Brain Enhancement From Exercise Is Intensity Dependent:
Brain-derived neurotrophic factor (BDNF) is one of a family of neurotrophic factors that participates in neuronal transmission, modulation and plasticity. Previous studies using animals have demonstrated that acute and chronic exercise leads to increases in BDNF in various brain regions. PURPOSE: To determine the effects of acute exercise on serum BDNF levels in humans, and to determine the relationship between exercise intensity and BDNF responses. Additionally, the relationship between changes in BDNF and cognitive function was examined. METHODS: Fifteen subjects (25.4 +/- 1.01 yr; 11 male, 4 female) performed a graded exercise test (GXT) for the determination of VO2max and ventilatory threshold (VTh) on a cycle ergometer. On separate days, two subsequent 30-min endurance rides were performed at 20% below the VTh (VTh - 20) and at 10% above the VTh (VTh + 10). Serum BDNF and cognitive function were determined before and after the GXT and endurance rides with an enzyme-linked immunosorbent assay (ELISA) and the Stroop tests, respectively. RESULTS: The mean VO2max was 2805.8 +/- 164.3 mL x min(-1) (104.2 +/- 7.0% pred). BDNF values (pg x mL(-1)) increased from baseline (P<0.05) after exercise at the VTh + 10 (13%) and the GXT (30%). There was no significant change in BDNF from baseline after the VTh - 20. Changes in BDNF did not correlate with VO2max during the GXT, but they did correlate with changes in lactate (r=0.57; P<0.05). Cognitive function scores improved after all exercise conditions, but they did not correlate with BDNF changes.
CONCLUSION: BDNF levels in humans are significantly elevated in response to exercise, and the magnitude of increase is exercise intensity dependent. Given that BDNF can transit the blood-brain barrier in both directions, the intensity-dependent findings may aid in designing exercise prescriptions for maintaining or improving neurological health.
Maybe in your next life you’ll find a universe where laziness and entropy get better results. In this life, TANSTAAFL. Extropy is the rule for complex, self-organizing systems.

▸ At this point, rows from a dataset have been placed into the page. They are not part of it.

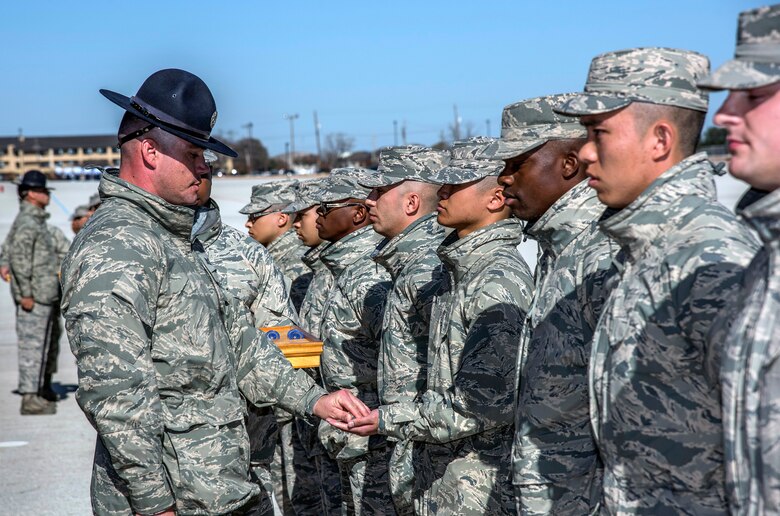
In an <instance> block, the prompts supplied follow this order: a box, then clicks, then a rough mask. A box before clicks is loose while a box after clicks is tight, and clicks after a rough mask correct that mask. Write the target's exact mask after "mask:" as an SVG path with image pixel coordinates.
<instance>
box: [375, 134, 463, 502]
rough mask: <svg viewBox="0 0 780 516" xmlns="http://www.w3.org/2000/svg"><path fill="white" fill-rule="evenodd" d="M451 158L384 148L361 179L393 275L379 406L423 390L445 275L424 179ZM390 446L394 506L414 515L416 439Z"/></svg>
mask: <svg viewBox="0 0 780 516" xmlns="http://www.w3.org/2000/svg"><path fill="white" fill-rule="evenodd" d="M449 160H450V157H449V153H448V152H445V151H437V150H433V149H429V148H427V147H422V146H419V145H410V146H404V147H391V148H389V149H385V150H383V151H381V152H380V153H379V169H378V173H377V174H374V175H371V176H367V177H366V179H365V180H364V181H363V182H362V183H361V184H362V186H365V187H367V188H371V189H372V190H371V193H370V194H369V196H368V198H367V199H366V206H367V207H368V216H369V219H370V220H371V223H372V227H373V228H374V231H376V232H377V233H379V234H380V235H382V236H383V237H385V239H386V240H385V242H383V243H381V244H380V245H379V247H378V248H377V250H376V251H375V252H374V254H373V260H374V261H375V262H376V263H378V264H379V265H381V266H382V267H384V268H385V270H387V272H388V274H390V277H391V278H392V280H393V288H392V290H391V291H390V294H389V296H388V298H387V307H386V309H385V315H384V320H383V322H382V340H381V346H380V348H379V365H378V373H377V386H378V389H379V403H380V404H381V405H391V404H393V403H398V402H409V403H413V402H415V401H419V399H420V396H422V394H423V392H424V391H425V377H426V374H425V368H426V365H427V360H428V331H429V327H430V323H431V305H432V304H433V299H434V296H435V295H436V293H437V292H438V290H439V289H440V288H441V285H442V283H443V279H444V278H443V268H442V265H441V260H440V259H439V257H438V255H437V254H436V249H437V248H438V247H439V245H440V244H441V242H442V240H444V235H445V230H444V228H443V227H442V226H441V225H439V223H438V222H436V205H437V204H438V197H437V196H436V191H437V190H438V188H439V187H438V185H434V184H431V183H429V182H426V181H427V180H429V179H430V177H431V175H433V174H436V173H438V172H439V171H440V170H441V169H442V168H443V167H444V166H445V165H446V164H447V163H448V162H449ZM390 440H391V441H392V440H393V439H390ZM388 447H389V452H390V456H389V457H388V460H389V464H388V467H389V475H390V477H389V478H390V489H391V491H392V493H393V500H394V502H395V507H396V511H397V512H398V513H399V514H410V513H412V512H413V510H414V507H413V503H412V488H413V487H414V486H413V485H412V483H411V482H409V483H408V484H407V483H404V482H401V480H402V479H409V475H408V474H406V472H405V471H404V470H405V469H406V468H408V467H409V466H410V465H411V464H412V463H413V460H414V456H413V451H414V450H413V442H412V441H404V442H403V445H401V446H396V444H395V442H391V443H389V444H388Z"/></svg>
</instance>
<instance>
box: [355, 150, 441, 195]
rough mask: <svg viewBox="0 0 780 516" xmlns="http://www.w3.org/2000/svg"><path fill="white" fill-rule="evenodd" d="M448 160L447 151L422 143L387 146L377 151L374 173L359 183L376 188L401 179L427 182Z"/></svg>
mask: <svg viewBox="0 0 780 516" xmlns="http://www.w3.org/2000/svg"><path fill="white" fill-rule="evenodd" d="M449 161H450V156H449V153H448V152H446V151H440V150H436V149H431V148H430V147H424V146H422V145H402V146H397V147H388V148H387V149H382V150H381V151H379V167H378V168H377V172H376V174H371V175H368V176H367V177H366V178H365V179H363V180H361V182H360V184H361V185H363V186H365V187H367V188H377V187H380V186H390V185H395V184H398V183H401V182H403V181H421V182H427V181H428V176H429V175H430V174H431V173H432V172H436V171H438V170H441V169H442V167H444V166H445V165H446V164H447V163H449Z"/></svg>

High-Impact Anaerobic Running (sprinting) Increases Learning:
Regular physical exercise improves cognitive functions and lowers the risk for age-related cognitive decline. Since little is known about the nature and the timing of the underlying mechanisms, we probed whether exercise also has immediate beneficial effects on cognition. Learning performance was assessed directly after high impact anaerobic sprints, low impact aerobic running, or a period of rest in 27 healthy subjects in a randomized cross-over design. Dependent variables comprised learning speed as well as immediate (1 week) and long-term (>8 months) overall success in acquiring a novel vocabulary. Peripheral levels of brain-derived neurotrophic factor (BDNF) and catecholamines (dopamine, epinephrine, norepinephrine) were assessed prior to and after the interventions as well as after learning. We found that vocabulary learning was 20 percent faster after intense physical exercise as compared to the other two conditions. This condition also elicited the strongest increases in BDNF and catecholamine levels. More sustained BDNF levels during learning after intense exercise were related to better short-term learning success, whereas absolute dopamine and epinephrine levels were related to better intermediate (dopamine) and long-term (epinephrine) retentions of the novel vocabulary. Thus, BDNF and two of the catecholamines seem to be mediators by which physical exercise improves learning.